Пассажиры тискаются в дверях, ведущих в среднее отделение вагона, откуда вместе с негодующими голосами доносится плач детей и призывы: «Мама! Мамочка!»
– Куда же вы, господа, лезете? Здесь и так перегружено, – дышать нечем и повернуться нельзя, а главное: вас тоже надо снять и подвергнуть дезинфекции.
– Какая там дезинфекция, когда вши сыпятся со всех сторон…
– Что случилось?
– Мертвая женщина…
– Как же пропустили больную?
– А кто может поручиться, что и вы сами не заражены?
– Надо заявить и потребовать врача для осмотра пассажиров.
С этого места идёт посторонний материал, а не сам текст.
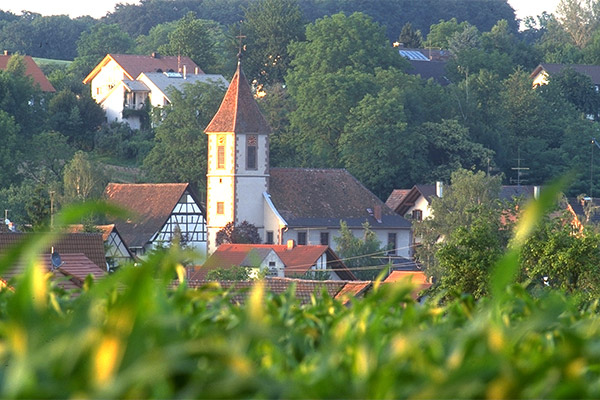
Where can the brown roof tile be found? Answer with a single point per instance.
(90, 244)
(133, 64)
(396, 197)
(323, 197)
(151, 204)
(304, 289)
(31, 69)
(239, 111)
(105, 230)
(70, 275)
(297, 260)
Опять ропот и негодование, шум и крики, которые покрывает жалобный мужской голос:
– Я не могу бросить тело жены без погребения.
Разрешите довезти до первого города… Пожалейте!
У меня четверо детей…
В дверях выросла фигура немолодого священника с тоской и страданием на лице.
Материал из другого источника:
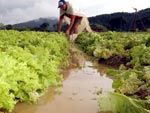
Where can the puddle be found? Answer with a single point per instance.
(79, 93)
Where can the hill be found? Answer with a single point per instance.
(121, 21)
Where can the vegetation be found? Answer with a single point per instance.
(130, 52)
(29, 64)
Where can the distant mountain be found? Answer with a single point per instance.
(121, 21)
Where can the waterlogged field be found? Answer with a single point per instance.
(29, 63)
(130, 53)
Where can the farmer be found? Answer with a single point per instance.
(74, 17)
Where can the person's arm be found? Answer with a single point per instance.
(60, 23)
(72, 17)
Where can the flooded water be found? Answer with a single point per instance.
(79, 92)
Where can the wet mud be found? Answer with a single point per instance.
(79, 93)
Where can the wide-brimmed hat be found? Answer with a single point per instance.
(61, 3)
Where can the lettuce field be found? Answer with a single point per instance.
(130, 53)
(30, 63)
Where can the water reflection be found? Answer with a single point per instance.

– Если вы выбросите меня с детьми на маленькой станции, мы погибнем. А я не могу, как священник и христианин, бросить тело жены без гроба, без отпевания. Человек – не собака…
– Мама! Мамочка! – взывали детские голоса из соседнего отделения, и вдруг священник припал руками к косяку двери и стал рыдать, как обиженный мальчик…
– Дети! Дети! Что ж нам теперь делать? Что? О, Господи!..
– Случай исключительный, и греха тут нет, батюшка. Я моряк, и вот… когда случается покойник на судне, то его разрешается с молитвою спустить в море. Мы теперь подобны плавающим, и потому…
– Нас всех убьют, если мы слезем так близко… Куда с детьми побежишь?
– И потому надо снять мертвую, а самим остаться. Это ясно. Только этого мы от вас и требуем…
– Дайте мне, господа, свечечку. Хотя огарочек… все равно. Господь видит…
Притих вагон. Только дети не могли остановиться и судорожно всхлипывали около мертвой матери.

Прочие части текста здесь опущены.